The engagement agreement contained an agreement to arbitrate any
disputes arising out of that representation, that arbitration to take place in Houston,
Texas pursuant to the rules of JAMS.
Provost subsequently brought in the South Carolina firm of Motley Rice,
LLC as co-counsel. Thomas Bruszewski
having passed away in the interim, his former spouse and executrix, Donna,
partially completed and returned, but did not sign, the engagement agreement
with Motley Rice. It as well contained
an agreement to arbitrate. Ultimately,
suit was never filed within the statute of limitations on behalf of the
Bruszewskis, and Donna initiated a legal action against the two firms. They, in turn, sought to compel arbitration
of the dispute.
One curious aspect of the agreement with Motley Rice was
that it provided for arbitration in accordance with South Carolina law. Apparently the drafter of this provision
elected to ignore a South Carolina statute that express excludes
attorney-client representation agreements from the scope of the South Carolina
arbitration act. S.C. Code Ann. § 15-48-10(b)(3). Still, the court found that the agreement
could be enforceable under the Federal Arbitration Act, the transaction at
issue involving interstate commerce.
Ultimately, the court found that the agreements to
arbitrate would not be enforced.
Applying the rules of procedural and substantive unconscionability as
set forth by the Kentucky Supreme Court in Schnuerle
v. Insight Comm. Co., L.P., 376 S.W.3d 561, 576 (Ky. 2012), the court first
set aside the arbitration agreement with Motley Rice on the basis that the plaintiff
had no meaningful choice when it came to that agreement. Rather, Motley Rice had been associated into
the case by Provost Umphrey without her prior knowledge or specific
consent. 2012 WL 6691643, *4. Further, it found that the arbitration
clause, located under a heading “Termination of Representation,” was “misleading”
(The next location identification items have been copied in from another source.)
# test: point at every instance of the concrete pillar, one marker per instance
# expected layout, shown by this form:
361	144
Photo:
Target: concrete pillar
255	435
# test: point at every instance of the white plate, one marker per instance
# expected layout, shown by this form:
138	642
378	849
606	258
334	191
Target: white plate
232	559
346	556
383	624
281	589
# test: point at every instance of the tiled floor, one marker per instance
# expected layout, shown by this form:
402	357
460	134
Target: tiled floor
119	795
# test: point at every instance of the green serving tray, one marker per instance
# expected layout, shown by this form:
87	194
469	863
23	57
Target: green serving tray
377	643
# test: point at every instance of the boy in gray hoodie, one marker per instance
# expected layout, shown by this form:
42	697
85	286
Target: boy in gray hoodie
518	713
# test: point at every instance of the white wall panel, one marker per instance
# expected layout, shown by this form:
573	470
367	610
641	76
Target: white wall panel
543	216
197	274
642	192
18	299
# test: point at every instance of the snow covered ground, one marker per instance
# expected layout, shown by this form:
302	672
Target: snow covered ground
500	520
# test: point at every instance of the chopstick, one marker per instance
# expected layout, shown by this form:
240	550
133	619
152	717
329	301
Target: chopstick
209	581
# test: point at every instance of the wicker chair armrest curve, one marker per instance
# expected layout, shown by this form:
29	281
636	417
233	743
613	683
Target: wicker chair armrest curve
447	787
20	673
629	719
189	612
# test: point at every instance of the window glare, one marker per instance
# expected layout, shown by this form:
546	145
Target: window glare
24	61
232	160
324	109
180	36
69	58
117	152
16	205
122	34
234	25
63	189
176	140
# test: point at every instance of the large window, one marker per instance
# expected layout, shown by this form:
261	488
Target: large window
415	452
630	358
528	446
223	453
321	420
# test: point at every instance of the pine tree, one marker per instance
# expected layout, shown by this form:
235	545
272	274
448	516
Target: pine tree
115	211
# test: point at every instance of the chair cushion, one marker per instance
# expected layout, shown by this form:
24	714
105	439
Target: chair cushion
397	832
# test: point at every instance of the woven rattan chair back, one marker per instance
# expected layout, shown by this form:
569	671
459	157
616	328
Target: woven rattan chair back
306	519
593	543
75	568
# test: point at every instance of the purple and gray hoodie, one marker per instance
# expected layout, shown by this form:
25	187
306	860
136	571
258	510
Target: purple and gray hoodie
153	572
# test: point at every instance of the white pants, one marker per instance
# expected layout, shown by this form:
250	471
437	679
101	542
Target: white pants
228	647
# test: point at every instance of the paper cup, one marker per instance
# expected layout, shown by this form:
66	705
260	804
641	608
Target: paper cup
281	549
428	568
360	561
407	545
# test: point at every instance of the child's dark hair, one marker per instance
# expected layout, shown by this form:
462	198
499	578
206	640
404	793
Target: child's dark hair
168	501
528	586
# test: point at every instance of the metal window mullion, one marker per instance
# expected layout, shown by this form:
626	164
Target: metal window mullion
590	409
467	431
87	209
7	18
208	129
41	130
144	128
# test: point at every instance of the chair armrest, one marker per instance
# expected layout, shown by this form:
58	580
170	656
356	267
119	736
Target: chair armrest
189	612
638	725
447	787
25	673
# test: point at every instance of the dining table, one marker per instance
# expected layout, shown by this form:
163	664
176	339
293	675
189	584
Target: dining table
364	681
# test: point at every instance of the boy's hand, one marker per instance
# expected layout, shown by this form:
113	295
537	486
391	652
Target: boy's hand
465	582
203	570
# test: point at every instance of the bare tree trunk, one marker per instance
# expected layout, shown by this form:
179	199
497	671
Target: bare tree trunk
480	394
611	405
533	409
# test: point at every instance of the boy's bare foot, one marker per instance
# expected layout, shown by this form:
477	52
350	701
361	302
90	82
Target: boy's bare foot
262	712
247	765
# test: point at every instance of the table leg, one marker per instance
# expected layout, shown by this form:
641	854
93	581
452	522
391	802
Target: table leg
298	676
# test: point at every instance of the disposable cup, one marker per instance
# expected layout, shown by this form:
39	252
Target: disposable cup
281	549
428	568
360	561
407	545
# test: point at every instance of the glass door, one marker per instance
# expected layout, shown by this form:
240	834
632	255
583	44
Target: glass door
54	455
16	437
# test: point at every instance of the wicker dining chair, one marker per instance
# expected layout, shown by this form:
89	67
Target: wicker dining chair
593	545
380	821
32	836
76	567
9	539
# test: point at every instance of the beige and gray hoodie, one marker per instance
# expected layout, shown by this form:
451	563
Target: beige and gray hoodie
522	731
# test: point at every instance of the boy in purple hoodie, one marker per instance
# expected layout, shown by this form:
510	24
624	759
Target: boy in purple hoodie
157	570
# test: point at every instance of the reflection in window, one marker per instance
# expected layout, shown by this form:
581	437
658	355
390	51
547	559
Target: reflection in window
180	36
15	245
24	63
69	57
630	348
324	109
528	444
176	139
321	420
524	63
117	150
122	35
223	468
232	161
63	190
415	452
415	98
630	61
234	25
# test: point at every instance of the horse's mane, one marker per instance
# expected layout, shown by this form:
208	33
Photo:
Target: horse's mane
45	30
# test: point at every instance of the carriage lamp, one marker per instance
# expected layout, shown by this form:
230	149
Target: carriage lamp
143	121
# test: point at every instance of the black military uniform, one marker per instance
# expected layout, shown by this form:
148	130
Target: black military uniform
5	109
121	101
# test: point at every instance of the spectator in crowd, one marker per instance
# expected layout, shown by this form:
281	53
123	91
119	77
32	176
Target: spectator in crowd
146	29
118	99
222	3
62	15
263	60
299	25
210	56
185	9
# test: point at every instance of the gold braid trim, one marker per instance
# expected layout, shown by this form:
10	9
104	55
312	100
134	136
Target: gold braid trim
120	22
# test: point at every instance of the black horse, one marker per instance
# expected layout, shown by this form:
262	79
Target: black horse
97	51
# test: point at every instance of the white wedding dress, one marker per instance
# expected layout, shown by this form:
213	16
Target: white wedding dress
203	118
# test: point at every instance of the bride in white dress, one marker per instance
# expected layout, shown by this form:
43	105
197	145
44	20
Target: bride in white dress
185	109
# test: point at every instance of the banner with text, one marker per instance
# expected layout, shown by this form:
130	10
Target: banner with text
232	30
at best. The court did not address the
argument that the agreement to arbitrate with Motley Rice was invalid for the
agreement having never been signed by Donna Bruszewski.
As to both agreements, the court found substantive unconscionability. With respect to her dispute
with Provost, the plaintiff was required to arbitrate in Houston, Texas under
the rules of JAMS. Conversely, any
arbitration with Motley would be under only the Federal Arbitration Act. Ultimately, there was the risk of
incompatible procedures in different forum:
Requiring Plaintiff to arbitrate her claims relating to the Defendants’
joint representation in two separate arbitrations in distant locations would be
most oppressive in this instance.
Moreover, to do so would place Plaintiff at a substantial disadvantage to
prove her claims. There is a substantial
likelihood that the Plaintiff would be subjected to inconsistent resolutions of
her claim by the two arbitrators.
Particularly that each is governed by different rules. Rather than promoting the goals of
arbitration, the effect of these provisions is to create an oppressive and
overly burdensome process stacked against the Plaintiff. Accordingly, the court finds these
arbitration provisions unconscionable and Defendants’ motions to compel
arbitration is denied.
Clearly the burden is upon
joint-providers who desire arbitration of disputes to reconcile their
agreements to arbitrate in order to avoid a repeat of this situation.